Rakshyas
The ungreased chain clinking and clanking...
The father, with his whiskers bent upwards on both ends like the monstrous policemen with protruding eyes in films he watched on the Indian TV channel every evening, first licked his index finger before flipping the old notebook by its bottom right edge. He studied the numbers carved by pencils mostly blunt; jabbed on the clunky calculator with a trained, tenacious veracity; scribbled bigger numbers at the bottom of each page below the dated carvings; mumbled a few verses as a second check, not of accuracy but of authority; and flipped the sheet for the next round.
The fan overhead swung like a trapeze. However and whatever it buzzed commingled with the cry of grenade thrown in between bursts of bullets of machine guns. Fire in the hole, grenade! The son’s fingers moved jauntily, his tongue sticking out slightly towards the right, his eyes unblinking like the Gods.
A gaze from above the moustache, closer to the nose that slung cavernous nostrils, penetrated the third eye of the small boy – not the one in between his brown pupils – but one reserved only for children etched at a degree or two above his right ear. The whirring of bullets stopped, only the fan clanked from its rusty iron hook. The screen disappeared into blackness.
“Either do your homework, or help your mother,” came the cautious call.
“I’ll help you instead.” He placed the phone on the table.
“What help will you do if you fail your math class. Your teacher was telling me yesterday,” he mumbled from behind the sahuji desk.
“He doesn’t teach, what to do.”
“Don’t make excuses. He has a pee-yach-dee.”
“I also have pee-yach-dee.” The father stopped his count and looked at his son. “Pahelo haattiko daat!”
The father scratched his head, quarter confused for not comprehending what his son had just said and the remaining three parts attributed to the slow slippage of his dear desire to craft his son into what he could have never become.

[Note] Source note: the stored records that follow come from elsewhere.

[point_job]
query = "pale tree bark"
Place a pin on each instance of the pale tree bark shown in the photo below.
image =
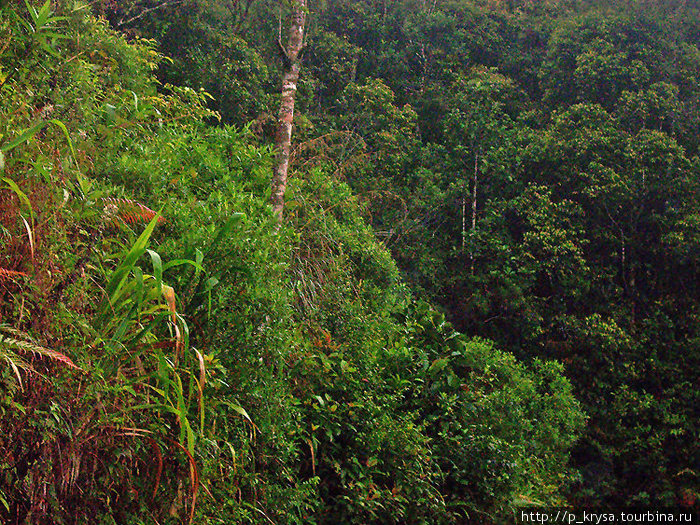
(290, 77)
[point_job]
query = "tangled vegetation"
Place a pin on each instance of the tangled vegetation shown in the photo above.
(169, 354)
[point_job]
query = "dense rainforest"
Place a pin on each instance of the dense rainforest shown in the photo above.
(479, 293)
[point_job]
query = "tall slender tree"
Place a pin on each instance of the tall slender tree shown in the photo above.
(292, 66)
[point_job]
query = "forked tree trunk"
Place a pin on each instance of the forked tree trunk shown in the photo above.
(283, 138)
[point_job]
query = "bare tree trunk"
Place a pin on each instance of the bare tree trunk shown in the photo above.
(476, 176)
(283, 138)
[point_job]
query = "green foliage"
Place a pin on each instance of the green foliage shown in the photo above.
(198, 364)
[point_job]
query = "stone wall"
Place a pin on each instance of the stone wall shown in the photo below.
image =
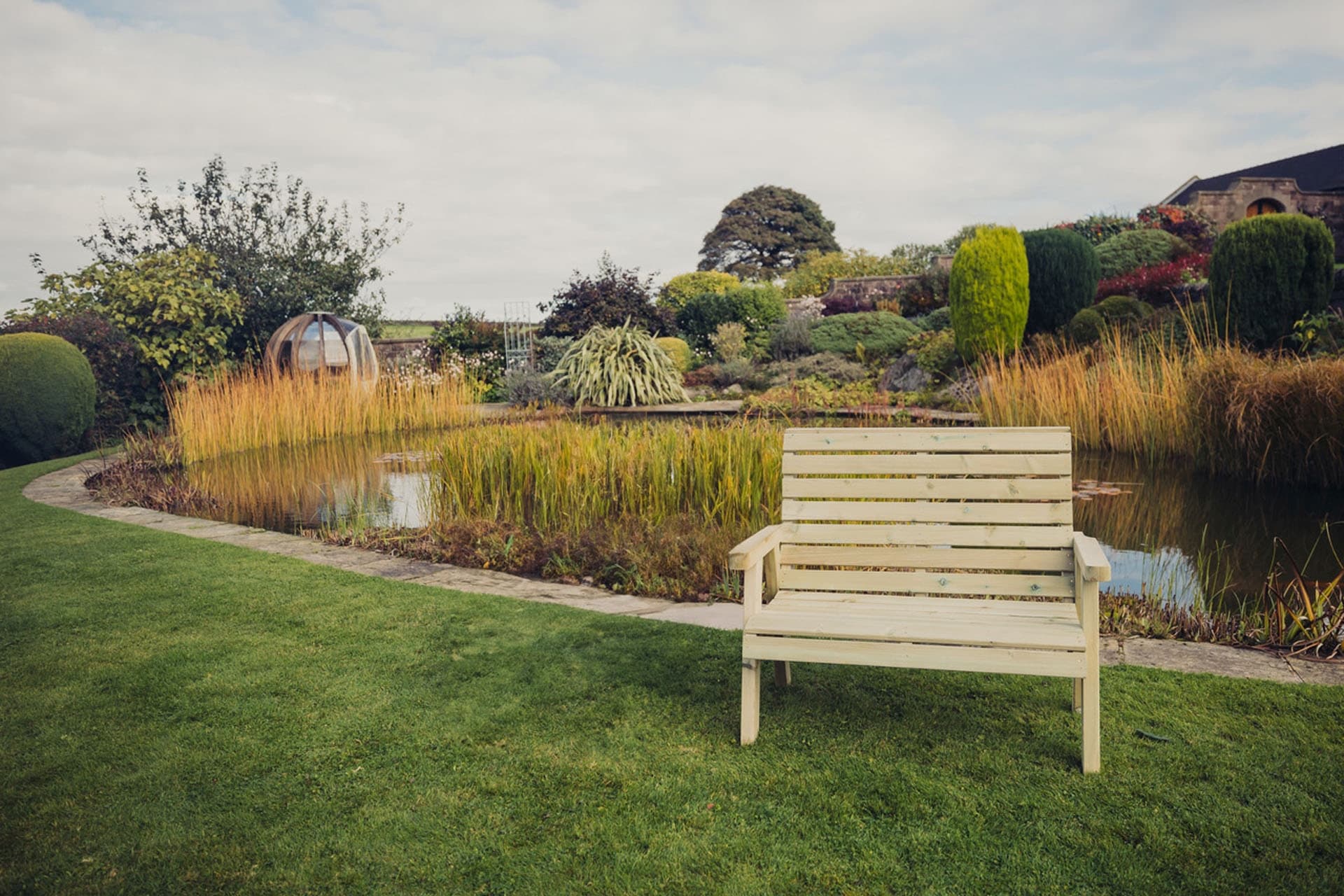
(1225, 206)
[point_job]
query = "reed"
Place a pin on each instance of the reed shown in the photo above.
(1180, 393)
(252, 409)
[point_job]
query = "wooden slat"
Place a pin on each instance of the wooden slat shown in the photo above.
(1012, 489)
(927, 464)
(977, 512)
(991, 583)
(920, 629)
(1040, 561)
(920, 533)
(1065, 664)
(841, 602)
(968, 440)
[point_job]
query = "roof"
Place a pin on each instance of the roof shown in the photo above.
(1315, 172)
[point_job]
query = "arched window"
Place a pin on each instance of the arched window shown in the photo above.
(1264, 207)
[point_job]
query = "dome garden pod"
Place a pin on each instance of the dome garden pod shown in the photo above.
(321, 343)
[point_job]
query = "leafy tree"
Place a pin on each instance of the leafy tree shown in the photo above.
(813, 276)
(279, 246)
(686, 286)
(766, 232)
(608, 298)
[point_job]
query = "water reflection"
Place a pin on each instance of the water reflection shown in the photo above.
(1170, 532)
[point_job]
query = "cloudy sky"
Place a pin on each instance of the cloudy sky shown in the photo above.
(528, 136)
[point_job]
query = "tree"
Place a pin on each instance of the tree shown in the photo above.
(276, 245)
(765, 232)
(608, 298)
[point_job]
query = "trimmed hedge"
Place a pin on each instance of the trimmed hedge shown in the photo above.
(48, 398)
(1063, 273)
(882, 335)
(1136, 248)
(1268, 272)
(988, 293)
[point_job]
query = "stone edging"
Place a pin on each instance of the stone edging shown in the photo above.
(65, 489)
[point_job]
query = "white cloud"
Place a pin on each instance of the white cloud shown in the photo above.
(527, 137)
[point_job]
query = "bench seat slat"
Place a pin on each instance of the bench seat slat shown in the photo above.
(1066, 664)
(1032, 561)
(991, 583)
(925, 486)
(927, 464)
(929, 440)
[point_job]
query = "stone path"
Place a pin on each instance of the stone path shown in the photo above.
(65, 489)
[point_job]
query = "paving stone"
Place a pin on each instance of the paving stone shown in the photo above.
(1214, 659)
(711, 615)
(1317, 672)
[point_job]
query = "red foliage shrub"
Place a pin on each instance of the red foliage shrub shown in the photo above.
(1158, 284)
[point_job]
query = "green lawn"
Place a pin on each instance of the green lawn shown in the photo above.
(179, 715)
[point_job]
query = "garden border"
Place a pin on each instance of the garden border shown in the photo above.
(66, 489)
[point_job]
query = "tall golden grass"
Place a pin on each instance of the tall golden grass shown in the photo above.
(1186, 394)
(253, 409)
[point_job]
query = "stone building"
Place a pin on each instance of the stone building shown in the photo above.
(1312, 184)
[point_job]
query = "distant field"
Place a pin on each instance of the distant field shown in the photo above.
(406, 331)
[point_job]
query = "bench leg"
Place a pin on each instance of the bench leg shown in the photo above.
(750, 700)
(1092, 719)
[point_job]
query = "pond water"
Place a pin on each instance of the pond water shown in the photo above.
(1168, 531)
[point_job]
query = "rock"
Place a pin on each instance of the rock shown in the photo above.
(904, 377)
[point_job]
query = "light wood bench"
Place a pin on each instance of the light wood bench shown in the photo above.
(927, 548)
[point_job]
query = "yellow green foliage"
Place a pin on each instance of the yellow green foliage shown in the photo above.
(816, 272)
(686, 286)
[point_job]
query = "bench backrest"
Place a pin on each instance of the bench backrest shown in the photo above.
(929, 511)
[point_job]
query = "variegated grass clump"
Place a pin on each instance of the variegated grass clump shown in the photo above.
(253, 409)
(612, 365)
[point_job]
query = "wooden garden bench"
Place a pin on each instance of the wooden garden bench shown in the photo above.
(927, 548)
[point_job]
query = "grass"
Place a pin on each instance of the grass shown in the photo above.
(251, 409)
(1163, 396)
(192, 716)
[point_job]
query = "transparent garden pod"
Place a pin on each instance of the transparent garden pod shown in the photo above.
(321, 343)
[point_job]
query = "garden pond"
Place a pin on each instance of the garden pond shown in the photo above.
(1170, 531)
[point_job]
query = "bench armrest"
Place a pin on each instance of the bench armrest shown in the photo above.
(1089, 559)
(755, 548)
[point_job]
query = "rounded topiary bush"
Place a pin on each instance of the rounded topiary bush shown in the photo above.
(1063, 273)
(46, 397)
(1268, 272)
(1124, 308)
(988, 293)
(1135, 248)
(1086, 327)
(882, 335)
(678, 351)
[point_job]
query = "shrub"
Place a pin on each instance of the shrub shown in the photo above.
(682, 288)
(524, 387)
(122, 398)
(988, 293)
(756, 307)
(730, 342)
(939, 318)
(1124, 309)
(870, 336)
(1062, 272)
(816, 272)
(46, 397)
(613, 365)
(1136, 248)
(831, 368)
(1086, 327)
(1268, 272)
(1160, 282)
(678, 351)
(790, 337)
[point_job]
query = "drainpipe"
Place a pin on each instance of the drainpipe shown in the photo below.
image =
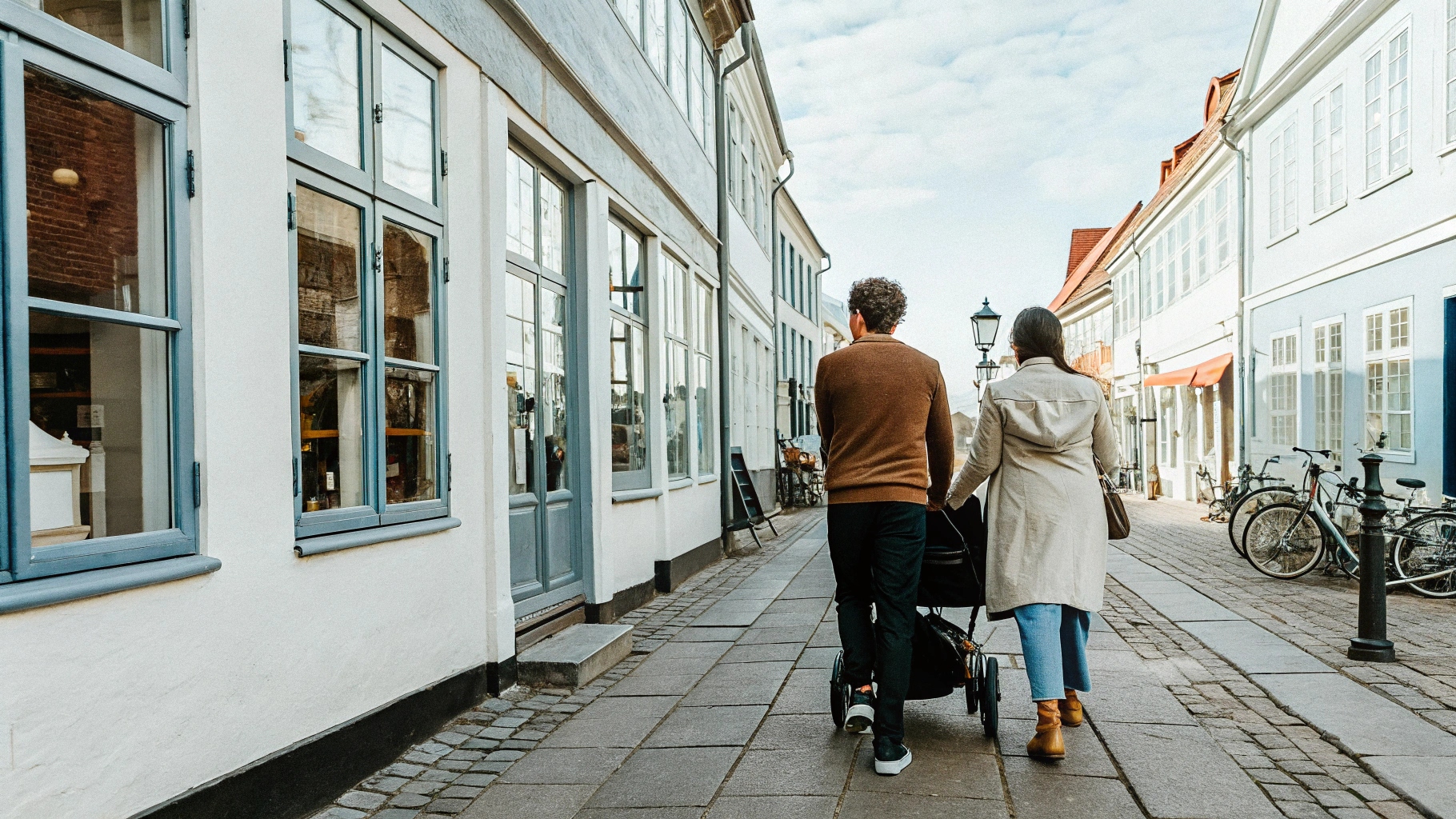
(774, 289)
(1241, 385)
(726, 479)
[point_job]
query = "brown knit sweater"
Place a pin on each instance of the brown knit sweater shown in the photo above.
(886, 422)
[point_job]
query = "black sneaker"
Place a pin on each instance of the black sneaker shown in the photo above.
(890, 757)
(861, 713)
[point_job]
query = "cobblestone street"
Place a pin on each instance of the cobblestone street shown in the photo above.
(722, 712)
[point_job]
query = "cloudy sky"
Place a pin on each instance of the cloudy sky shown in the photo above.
(954, 144)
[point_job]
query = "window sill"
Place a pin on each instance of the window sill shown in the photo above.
(1386, 456)
(305, 547)
(1331, 211)
(630, 495)
(1385, 182)
(50, 591)
(1282, 238)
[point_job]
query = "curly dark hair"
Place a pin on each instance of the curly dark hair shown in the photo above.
(880, 302)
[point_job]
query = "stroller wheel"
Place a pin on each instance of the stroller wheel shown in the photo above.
(973, 687)
(990, 696)
(838, 691)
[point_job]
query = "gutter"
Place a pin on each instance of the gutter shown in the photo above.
(1241, 386)
(774, 286)
(726, 481)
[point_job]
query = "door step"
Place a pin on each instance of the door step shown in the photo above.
(574, 657)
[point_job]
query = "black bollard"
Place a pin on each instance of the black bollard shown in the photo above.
(1370, 645)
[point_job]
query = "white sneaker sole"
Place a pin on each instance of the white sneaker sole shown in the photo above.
(859, 719)
(891, 769)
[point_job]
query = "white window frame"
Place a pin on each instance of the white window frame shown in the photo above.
(1285, 370)
(1381, 353)
(1450, 73)
(1225, 233)
(1283, 178)
(1386, 94)
(1328, 181)
(1328, 362)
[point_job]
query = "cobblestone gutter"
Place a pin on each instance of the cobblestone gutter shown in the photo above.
(443, 776)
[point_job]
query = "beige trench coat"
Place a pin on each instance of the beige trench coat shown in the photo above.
(1046, 522)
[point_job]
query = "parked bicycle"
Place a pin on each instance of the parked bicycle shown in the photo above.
(1250, 493)
(1289, 540)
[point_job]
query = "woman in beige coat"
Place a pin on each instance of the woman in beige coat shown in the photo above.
(1046, 563)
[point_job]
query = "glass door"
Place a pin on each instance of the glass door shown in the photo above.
(541, 473)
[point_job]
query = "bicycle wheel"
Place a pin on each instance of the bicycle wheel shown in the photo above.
(1248, 505)
(1424, 545)
(1283, 541)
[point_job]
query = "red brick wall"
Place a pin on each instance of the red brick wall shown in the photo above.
(78, 234)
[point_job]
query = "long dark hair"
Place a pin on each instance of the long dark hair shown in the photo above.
(1037, 334)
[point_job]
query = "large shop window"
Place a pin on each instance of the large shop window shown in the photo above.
(369, 261)
(630, 441)
(1390, 425)
(1285, 389)
(98, 302)
(1330, 387)
(674, 364)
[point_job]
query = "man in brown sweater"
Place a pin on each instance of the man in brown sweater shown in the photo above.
(886, 424)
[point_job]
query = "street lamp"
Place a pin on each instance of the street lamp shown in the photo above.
(985, 325)
(986, 370)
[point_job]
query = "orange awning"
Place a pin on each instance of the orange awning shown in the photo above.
(1205, 374)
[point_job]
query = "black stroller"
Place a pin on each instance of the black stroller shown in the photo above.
(946, 657)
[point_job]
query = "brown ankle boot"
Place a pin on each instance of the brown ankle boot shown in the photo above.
(1070, 709)
(1047, 744)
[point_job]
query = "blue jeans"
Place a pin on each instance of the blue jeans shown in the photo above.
(1054, 646)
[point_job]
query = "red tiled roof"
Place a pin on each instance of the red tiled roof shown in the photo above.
(1174, 172)
(1083, 239)
(1078, 280)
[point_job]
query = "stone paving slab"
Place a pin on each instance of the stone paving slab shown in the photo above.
(1430, 786)
(1254, 649)
(1358, 717)
(1180, 773)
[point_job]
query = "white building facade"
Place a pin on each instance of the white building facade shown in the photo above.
(1350, 133)
(1175, 286)
(271, 266)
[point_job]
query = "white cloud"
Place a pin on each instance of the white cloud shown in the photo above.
(954, 144)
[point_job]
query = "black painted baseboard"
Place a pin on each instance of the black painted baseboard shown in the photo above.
(309, 774)
(670, 573)
(621, 602)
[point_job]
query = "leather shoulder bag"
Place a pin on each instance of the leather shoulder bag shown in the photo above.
(1118, 525)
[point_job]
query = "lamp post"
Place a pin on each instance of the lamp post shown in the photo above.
(985, 323)
(1372, 645)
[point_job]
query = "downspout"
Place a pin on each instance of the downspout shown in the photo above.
(726, 479)
(1241, 385)
(774, 290)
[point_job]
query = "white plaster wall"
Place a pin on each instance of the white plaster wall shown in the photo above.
(121, 701)
(1370, 229)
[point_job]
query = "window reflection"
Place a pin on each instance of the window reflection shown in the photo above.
(331, 433)
(410, 330)
(99, 431)
(133, 25)
(520, 385)
(410, 435)
(95, 194)
(328, 271)
(325, 72)
(410, 127)
(628, 405)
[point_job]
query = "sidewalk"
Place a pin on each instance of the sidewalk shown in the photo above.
(727, 717)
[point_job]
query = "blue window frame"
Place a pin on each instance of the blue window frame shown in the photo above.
(369, 264)
(97, 294)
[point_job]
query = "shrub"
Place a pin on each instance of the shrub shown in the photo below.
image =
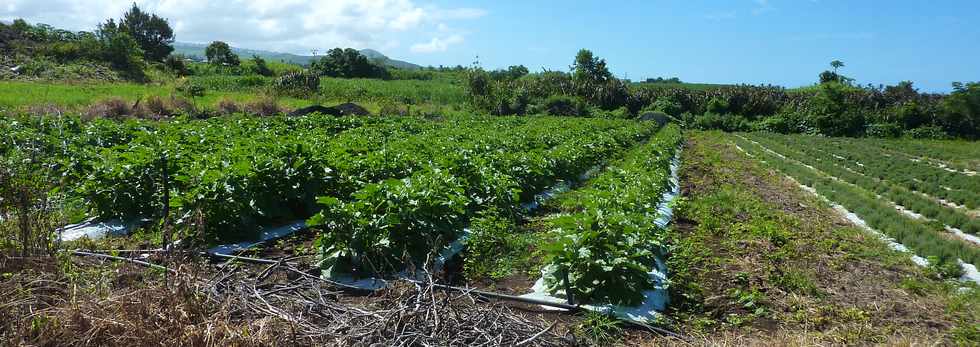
(219, 53)
(184, 106)
(491, 246)
(667, 105)
(717, 105)
(780, 123)
(299, 84)
(227, 106)
(391, 108)
(113, 108)
(348, 63)
(927, 132)
(561, 105)
(884, 130)
(726, 122)
(153, 107)
(260, 67)
(176, 65)
(264, 106)
(832, 115)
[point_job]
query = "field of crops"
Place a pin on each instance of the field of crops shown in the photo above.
(904, 190)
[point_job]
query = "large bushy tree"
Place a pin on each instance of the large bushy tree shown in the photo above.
(153, 34)
(348, 63)
(119, 49)
(961, 110)
(219, 53)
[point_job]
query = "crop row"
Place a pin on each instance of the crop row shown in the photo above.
(962, 155)
(607, 240)
(240, 172)
(473, 167)
(840, 168)
(918, 176)
(919, 236)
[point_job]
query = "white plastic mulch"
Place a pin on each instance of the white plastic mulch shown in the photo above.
(654, 300)
(94, 230)
(970, 272)
(453, 249)
(264, 236)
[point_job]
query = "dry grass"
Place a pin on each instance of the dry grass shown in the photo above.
(112, 108)
(227, 106)
(265, 106)
(84, 302)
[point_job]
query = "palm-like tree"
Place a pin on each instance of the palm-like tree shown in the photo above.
(836, 64)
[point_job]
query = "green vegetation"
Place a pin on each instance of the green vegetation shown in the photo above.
(424, 197)
(755, 257)
(607, 241)
(923, 238)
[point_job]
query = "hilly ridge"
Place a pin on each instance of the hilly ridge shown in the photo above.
(196, 51)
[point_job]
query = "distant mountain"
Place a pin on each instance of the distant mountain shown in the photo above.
(196, 51)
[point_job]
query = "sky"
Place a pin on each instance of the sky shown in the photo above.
(780, 42)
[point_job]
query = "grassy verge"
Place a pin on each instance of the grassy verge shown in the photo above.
(753, 255)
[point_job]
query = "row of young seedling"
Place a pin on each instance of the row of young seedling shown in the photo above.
(829, 162)
(942, 249)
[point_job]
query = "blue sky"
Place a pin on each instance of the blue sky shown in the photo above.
(783, 42)
(931, 43)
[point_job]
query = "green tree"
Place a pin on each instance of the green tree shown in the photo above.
(260, 67)
(219, 53)
(831, 112)
(153, 34)
(589, 70)
(836, 64)
(961, 111)
(119, 49)
(348, 63)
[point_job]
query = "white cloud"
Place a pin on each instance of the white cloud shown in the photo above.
(762, 6)
(437, 44)
(717, 16)
(288, 25)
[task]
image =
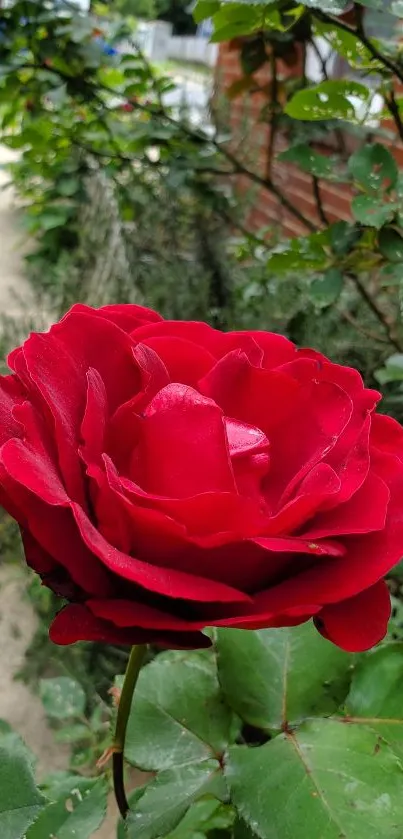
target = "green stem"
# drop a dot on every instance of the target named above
(125, 703)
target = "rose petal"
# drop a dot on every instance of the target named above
(315, 490)
(167, 581)
(76, 623)
(360, 622)
(262, 398)
(183, 447)
(124, 613)
(365, 512)
(185, 361)
(93, 426)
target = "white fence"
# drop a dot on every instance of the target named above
(189, 48)
(158, 43)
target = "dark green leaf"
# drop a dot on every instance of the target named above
(310, 161)
(62, 697)
(370, 210)
(390, 243)
(79, 810)
(202, 817)
(343, 237)
(348, 45)
(373, 167)
(328, 780)
(273, 676)
(392, 371)
(166, 799)
(377, 685)
(20, 800)
(328, 100)
(178, 715)
(301, 254)
(253, 55)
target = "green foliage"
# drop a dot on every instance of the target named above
(327, 780)
(271, 733)
(329, 725)
(20, 801)
(179, 731)
(267, 678)
(77, 808)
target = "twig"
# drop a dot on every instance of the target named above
(319, 204)
(360, 34)
(377, 311)
(273, 121)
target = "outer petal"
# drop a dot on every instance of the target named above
(129, 613)
(77, 623)
(128, 316)
(185, 361)
(359, 623)
(364, 513)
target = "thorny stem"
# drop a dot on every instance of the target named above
(132, 673)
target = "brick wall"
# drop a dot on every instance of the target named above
(251, 141)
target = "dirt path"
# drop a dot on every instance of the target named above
(18, 621)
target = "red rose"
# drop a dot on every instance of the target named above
(168, 477)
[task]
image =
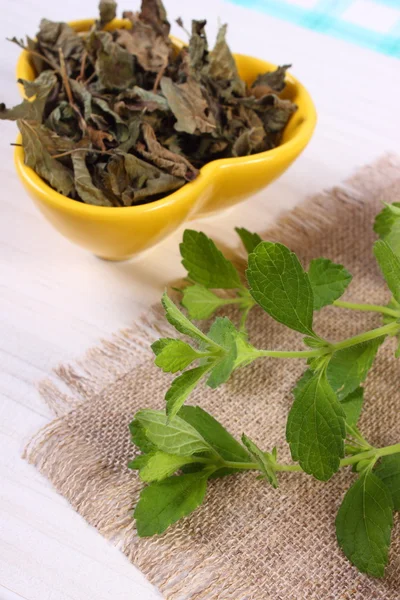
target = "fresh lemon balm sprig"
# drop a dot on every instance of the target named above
(321, 430)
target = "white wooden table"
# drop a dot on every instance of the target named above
(56, 300)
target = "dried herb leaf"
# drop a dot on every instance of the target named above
(32, 110)
(39, 159)
(108, 11)
(83, 182)
(189, 106)
(147, 114)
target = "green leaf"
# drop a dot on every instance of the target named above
(182, 387)
(352, 405)
(180, 322)
(214, 434)
(388, 471)
(393, 237)
(173, 355)
(280, 286)
(364, 523)
(139, 438)
(173, 435)
(249, 240)
(200, 302)
(167, 501)
(316, 426)
(385, 220)
(206, 264)
(349, 367)
(328, 281)
(264, 462)
(389, 264)
(158, 465)
(223, 333)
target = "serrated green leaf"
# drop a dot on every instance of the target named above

Howling, like a rakshyas his dad had shown him on a different Indian TV channel a year or two before on a quiet Saturday night, he pulled the top corner of his upper lip towards his cheek to reveal a misaligned canine, browner than the yellow surrounding it.
“He has not brushed for five days,” approached a voice from the kitchen door. With the voice swayed a swanky aroma from a bottled achaar of lapsi.
The boy howled another rakshyas howl before he fled to his room upstairs, his phone smuggled in his pocket, veiled by the vocal clowning as a distractive device. He roared a final roar from above the staircase to close his act and all that the couple downstairs could hear was a trailing voice fading away somewhere inside the rickety fan.
“He is just like you when we married,” said the mother.
The father looked at her squinting eyes, emanating a hint of tease. He sighed.
“What have I become now?”
“A man clicking his days away on an old calculator,” she replied as she studied the ancient machine. “You should get a new one.”
He eyed his friend-of-years, friends for as long as time had arrived since holding the same baby boy on his palm for the very first time. “And will that change anything?”
“It won’t make your son an injiniyer, you know.”
She strode outside towards the afternoon sunlight and placed the bottle of savory swamp behind the rear wheel of a worn out mammoth bicycle – the same one on whose back she swung and swayed once-upon-a-time, hooking her fingers onto her lover’s shoulders as he sped away from the edge of the bazaar, her fingers digging in at the melody of his pace, the ungreased chain clinking and clanking, towards the emerald of a forest, with the laughter of merriment reserved in verses of Kishor Kumar and Rafi only for the bees, the butterflies, and they themselves.
Fictionalized based on events witnessed and stories heard at a budget hotel near Chandragadhi Airport. I miss the fan that held no purpose in swerving the humidity away.